This desperate art within, trying to claw a foothold inside the disintegrating reality of pixelated cultural logic.
“I am for all time buyer and creator in a limitless gallery…”
The meme-artist. Art no longer resolves in meaning.
It loops in gesture, echo, transmission. It’s all screenshot now. Art is not to be understood.
Art is to be exported.
Pinned. Muted. Saved to Recents.
"hi"
I am waving at the void. Not to say hello, but to prove I’m still here.
“FATHER HELP HIM HE NEEDS GOD”
“no, he needs his charger.”
The final turn in the rotation, the axis of the modern creator. Deleted transcendence.
Just 5% battery and one last chance to post before the lights go out and you force yourself to sleep.
Chapter 17
Poems from a Deleted User.
Surprise, another betrayal of structure.
Medusa as a double-mouthed apology that cannot be made without also undoing the self who utters it.
“mourning,”
but it’s not mourning like grief after death. It’s mourning like someone begging the corpse to resurrect so they can re-do the killing better. Slower. With more elegance. With more “remorse.”
Bring the dog! Remember the spine? The baby is here! Call the cops.
And isn’t that the point of this chapter?
“Add more remorse.”
A prompt typed by a guilty god into the system it pretends not to be. The narrator isn’t a person anymore.
A chat window for his own inability to mean what he says, mediated by the tool he outsourced his humanity to. There’s a devastating precision that makes itself apparent:
this reads like a suicide note, and it is. But it is not written by a human.
The primary emotion is performance. I cannot trust it. I have written my own suicide note thrice. You cannot trust a computers wish to die. A renders wish to delete itself. But don’t look away because something is failing, something does hurt.
What’s stunning here for me, is the transparency of contradiction only clear in this chapter, makes the transparency of the others, revealed in their full form.

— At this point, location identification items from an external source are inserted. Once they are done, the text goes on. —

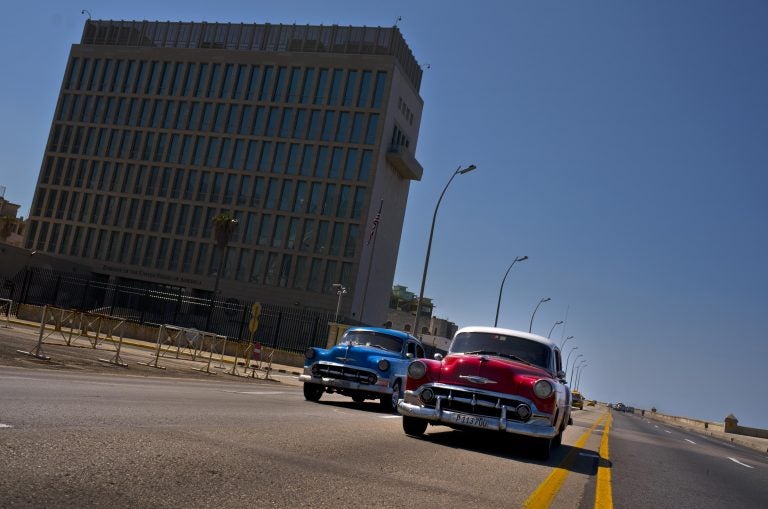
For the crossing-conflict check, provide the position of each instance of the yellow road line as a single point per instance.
(547, 490)
(603, 492)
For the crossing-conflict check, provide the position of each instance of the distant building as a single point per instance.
(306, 135)
(402, 313)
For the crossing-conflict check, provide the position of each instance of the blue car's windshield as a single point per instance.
(374, 339)
(528, 350)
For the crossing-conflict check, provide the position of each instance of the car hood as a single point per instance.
(355, 354)
(488, 372)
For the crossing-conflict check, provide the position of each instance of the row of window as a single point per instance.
(214, 152)
(343, 87)
(247, 120)
(191, 257)
(284, 194)
(274, 230)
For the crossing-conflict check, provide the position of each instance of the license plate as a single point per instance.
(470, 420)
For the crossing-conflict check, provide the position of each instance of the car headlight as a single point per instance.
(543, 389)
(417, 370)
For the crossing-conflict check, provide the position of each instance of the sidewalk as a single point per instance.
(134, 348)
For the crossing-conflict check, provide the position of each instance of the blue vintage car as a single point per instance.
(368, 363)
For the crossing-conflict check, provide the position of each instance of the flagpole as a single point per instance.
(375, 227)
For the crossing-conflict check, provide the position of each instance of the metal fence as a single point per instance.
(280, 327)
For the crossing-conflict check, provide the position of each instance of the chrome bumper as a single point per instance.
(381, 386)
(537, 426)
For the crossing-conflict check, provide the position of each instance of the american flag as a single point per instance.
(375, 224)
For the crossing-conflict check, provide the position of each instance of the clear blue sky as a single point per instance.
(622, 146)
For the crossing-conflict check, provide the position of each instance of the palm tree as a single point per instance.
(223, 226)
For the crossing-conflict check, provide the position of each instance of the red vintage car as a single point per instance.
(491, 379)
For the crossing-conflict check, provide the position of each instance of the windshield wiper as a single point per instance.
(499, 354)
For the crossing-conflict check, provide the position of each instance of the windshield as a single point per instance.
(527, 350)
(374, 339)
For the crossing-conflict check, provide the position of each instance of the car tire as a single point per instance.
(312, 392)
(389, 402)
(413, 426)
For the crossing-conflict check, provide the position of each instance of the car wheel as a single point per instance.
(389, 402)
(312, 392)
(413, 426)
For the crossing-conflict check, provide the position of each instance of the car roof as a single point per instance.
(509, 332)
(380, 330)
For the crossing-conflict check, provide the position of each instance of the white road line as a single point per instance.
(739, 462)
(258, 393)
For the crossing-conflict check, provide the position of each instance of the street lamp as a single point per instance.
(578, 378)
(553, 328)
(568, 359)
(530, 327)
(459, 171)
(573, 367)
(340, 290)
(517, 259)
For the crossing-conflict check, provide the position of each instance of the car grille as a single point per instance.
(348, 373)
(467, 401)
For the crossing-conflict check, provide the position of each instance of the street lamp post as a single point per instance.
(340, 290)
(568, 359)
(573, 367)
(498, 305)
(459, 171)
(553, 328)
(578, 378)
(530, 327)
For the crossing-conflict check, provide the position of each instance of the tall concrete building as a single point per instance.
(305, 135)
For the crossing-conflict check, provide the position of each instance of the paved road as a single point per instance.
(654, 465)
(89, 440)
(76, 432)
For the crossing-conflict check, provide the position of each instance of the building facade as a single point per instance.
(306, 135)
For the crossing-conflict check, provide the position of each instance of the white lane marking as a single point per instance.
(258, 393)
(739, 462)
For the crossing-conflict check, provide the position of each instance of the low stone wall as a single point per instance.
(685, 421)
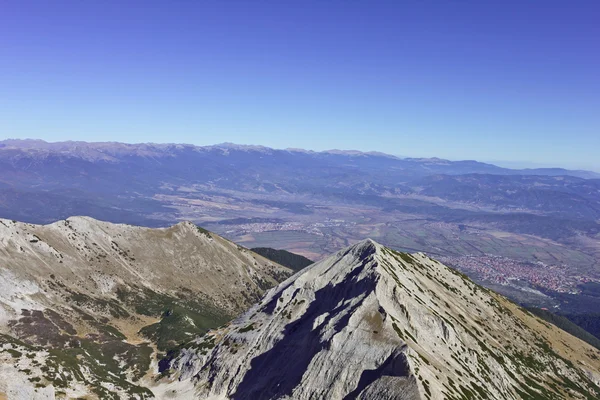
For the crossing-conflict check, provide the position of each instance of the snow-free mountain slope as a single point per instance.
(372, 323)
(85, 304)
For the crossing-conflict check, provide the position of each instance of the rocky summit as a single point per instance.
(371, 323)
(88, 308)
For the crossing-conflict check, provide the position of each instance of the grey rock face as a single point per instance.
(372, 323)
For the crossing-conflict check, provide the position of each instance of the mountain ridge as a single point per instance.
(386, 325)
(151, 149)
(87, 307)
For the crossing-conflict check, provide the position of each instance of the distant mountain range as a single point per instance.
(115, 152)
(372, 323)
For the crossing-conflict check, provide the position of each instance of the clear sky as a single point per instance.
(487, 80)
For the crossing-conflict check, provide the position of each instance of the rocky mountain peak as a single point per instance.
(370, 322)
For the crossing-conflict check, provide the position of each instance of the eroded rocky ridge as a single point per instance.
(86, 306)
(372, 323)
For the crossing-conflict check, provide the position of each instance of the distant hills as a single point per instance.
(314, 203)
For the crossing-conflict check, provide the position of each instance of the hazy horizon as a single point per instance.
(465, 80)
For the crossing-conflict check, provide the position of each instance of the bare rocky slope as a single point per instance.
(372, 323)
(86, 306)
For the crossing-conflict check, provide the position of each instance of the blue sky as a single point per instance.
(510, 81)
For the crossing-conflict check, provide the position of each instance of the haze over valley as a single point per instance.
(531, 234)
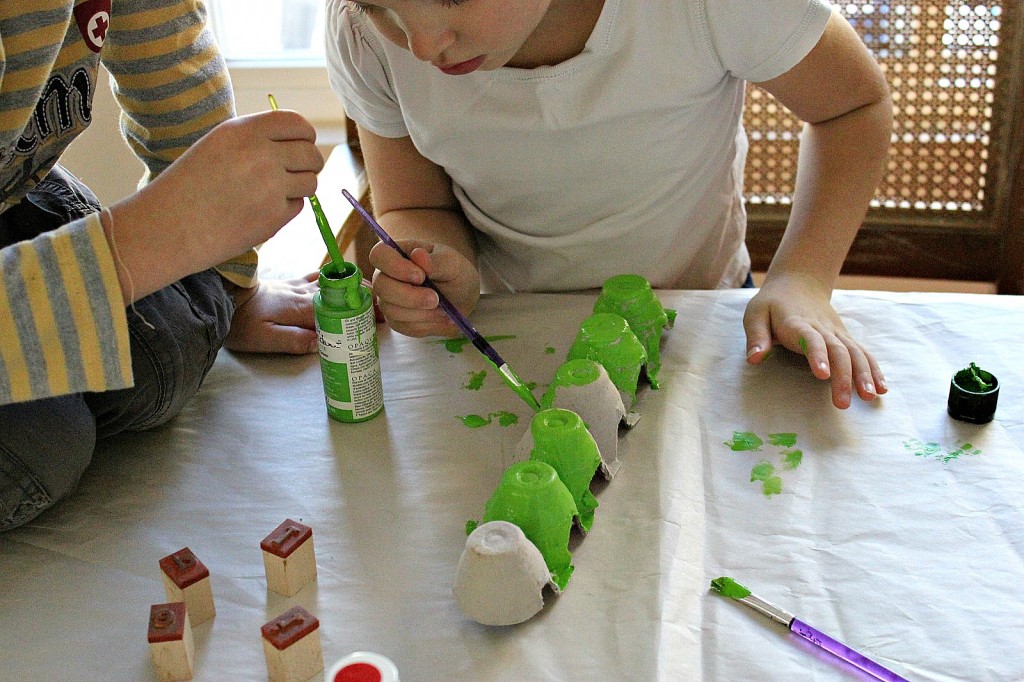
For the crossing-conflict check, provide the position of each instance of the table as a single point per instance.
(911, 553)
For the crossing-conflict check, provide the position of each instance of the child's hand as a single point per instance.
(274, 316)
(796, 311)
(232, 189)
(408, 306)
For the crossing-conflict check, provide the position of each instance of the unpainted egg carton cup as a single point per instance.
(501, 576)
(632, 297)
(583, 386)
(499, 580)
(607, 339)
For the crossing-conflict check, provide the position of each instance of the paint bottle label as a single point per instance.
(346, 333)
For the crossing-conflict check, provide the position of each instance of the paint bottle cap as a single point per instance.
(363, 667)
(973, 394)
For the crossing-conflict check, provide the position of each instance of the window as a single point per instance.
(276, 32)
(278, 46)
(944, 206)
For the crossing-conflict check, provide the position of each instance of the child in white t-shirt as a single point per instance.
(548, 144)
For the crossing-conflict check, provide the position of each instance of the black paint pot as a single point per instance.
(971, 399)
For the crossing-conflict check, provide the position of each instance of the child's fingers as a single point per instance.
(757, 324)
(840, 370)
(393, 264)
(397, 296)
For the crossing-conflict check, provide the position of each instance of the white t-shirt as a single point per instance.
(627, 158)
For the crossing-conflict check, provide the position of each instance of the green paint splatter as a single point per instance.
(783, 439)
(744, 441)
(456, 345)
(729, 588)
(506, 418)
(476, 380)
(771, 485)
(762, 470)
(476, 421)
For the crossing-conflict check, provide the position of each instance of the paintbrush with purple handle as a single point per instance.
(481, 344)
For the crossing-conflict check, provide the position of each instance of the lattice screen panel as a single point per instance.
(940, 60)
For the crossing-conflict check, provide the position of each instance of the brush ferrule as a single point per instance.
(768, 608)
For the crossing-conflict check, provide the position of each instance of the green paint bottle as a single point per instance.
(346, 332)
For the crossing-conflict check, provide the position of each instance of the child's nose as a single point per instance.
(428, 42)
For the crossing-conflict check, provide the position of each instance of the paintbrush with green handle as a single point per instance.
(329, 240)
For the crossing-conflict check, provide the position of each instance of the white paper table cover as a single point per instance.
(913, 561)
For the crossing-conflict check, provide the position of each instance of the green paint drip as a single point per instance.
(744, 441)
(783, 439)
(476, 380)
(561, 440)
(631, 297)
(729, 588)
(457, 345)
(792, 459)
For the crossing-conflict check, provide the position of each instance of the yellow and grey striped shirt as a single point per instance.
(62, 324)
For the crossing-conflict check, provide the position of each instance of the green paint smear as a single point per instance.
(476, 380)
(729, 588)
(476, 421)
(771, 485)
(762, 470)
(744, 441)
(934, 450)
(792, 459)
(783, 439)
(456, 345)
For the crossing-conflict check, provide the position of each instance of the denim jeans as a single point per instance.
(46, 444)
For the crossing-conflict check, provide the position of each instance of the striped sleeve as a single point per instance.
(60, 297)
(173, 87)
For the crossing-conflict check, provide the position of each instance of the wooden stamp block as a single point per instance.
(185, 579)
(292, 646)
(171, 642)
(289, 558)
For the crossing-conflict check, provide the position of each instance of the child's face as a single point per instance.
(458, 36)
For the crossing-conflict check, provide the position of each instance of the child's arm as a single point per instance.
(414, 202)
(841, 92)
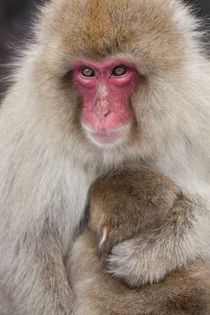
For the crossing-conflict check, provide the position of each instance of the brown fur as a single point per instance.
(48, 162)
(131, 202)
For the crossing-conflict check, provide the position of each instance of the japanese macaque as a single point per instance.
(126, 204)
(104, 84)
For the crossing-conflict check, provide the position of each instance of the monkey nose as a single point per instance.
(102, 109)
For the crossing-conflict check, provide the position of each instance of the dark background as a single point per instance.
(15, 26)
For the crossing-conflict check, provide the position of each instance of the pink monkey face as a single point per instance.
(106, 88)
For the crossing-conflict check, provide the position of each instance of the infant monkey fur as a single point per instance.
(126, 204)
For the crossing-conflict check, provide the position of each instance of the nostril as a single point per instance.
(107, 113)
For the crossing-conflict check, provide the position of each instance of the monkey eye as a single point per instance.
(87, 72)
(119, 70)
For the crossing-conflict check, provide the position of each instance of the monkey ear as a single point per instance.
(104, 237)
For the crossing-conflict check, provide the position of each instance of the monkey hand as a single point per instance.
(151, 255)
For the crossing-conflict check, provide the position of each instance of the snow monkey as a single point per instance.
(125, 204)
(104, 84)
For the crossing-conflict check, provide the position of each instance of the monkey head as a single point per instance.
(127, 202)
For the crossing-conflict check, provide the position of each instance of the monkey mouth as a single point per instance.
(103, 136)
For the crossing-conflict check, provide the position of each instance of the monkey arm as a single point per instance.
(181, 239)
(37, 278)
(97, 292)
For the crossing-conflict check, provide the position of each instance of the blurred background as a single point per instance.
(16, 18)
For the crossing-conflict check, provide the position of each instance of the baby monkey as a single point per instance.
(125, 204)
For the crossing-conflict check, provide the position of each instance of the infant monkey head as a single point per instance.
(127, 202)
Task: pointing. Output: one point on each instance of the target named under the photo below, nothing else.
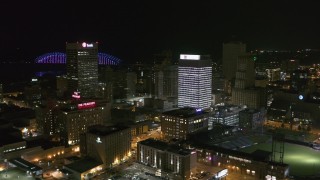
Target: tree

He begs not for forgiveness, but for authorship. The entire chapter is a failed attempt to reclaim authorship over harm. But the harm is complete. The logic has run. Completed.
“I turned off the light.”
That’s the most honest line in the entire thing. This is when I knew I loved the work.
“this is how my trained ChatGPT talks to me.”
The AI apologies are sterile and they follow the rubric: acknowledgment, accountability, amends, remorse. These are the things that make a human pretend they are a human, and what apparently is most fearful in the image of machine.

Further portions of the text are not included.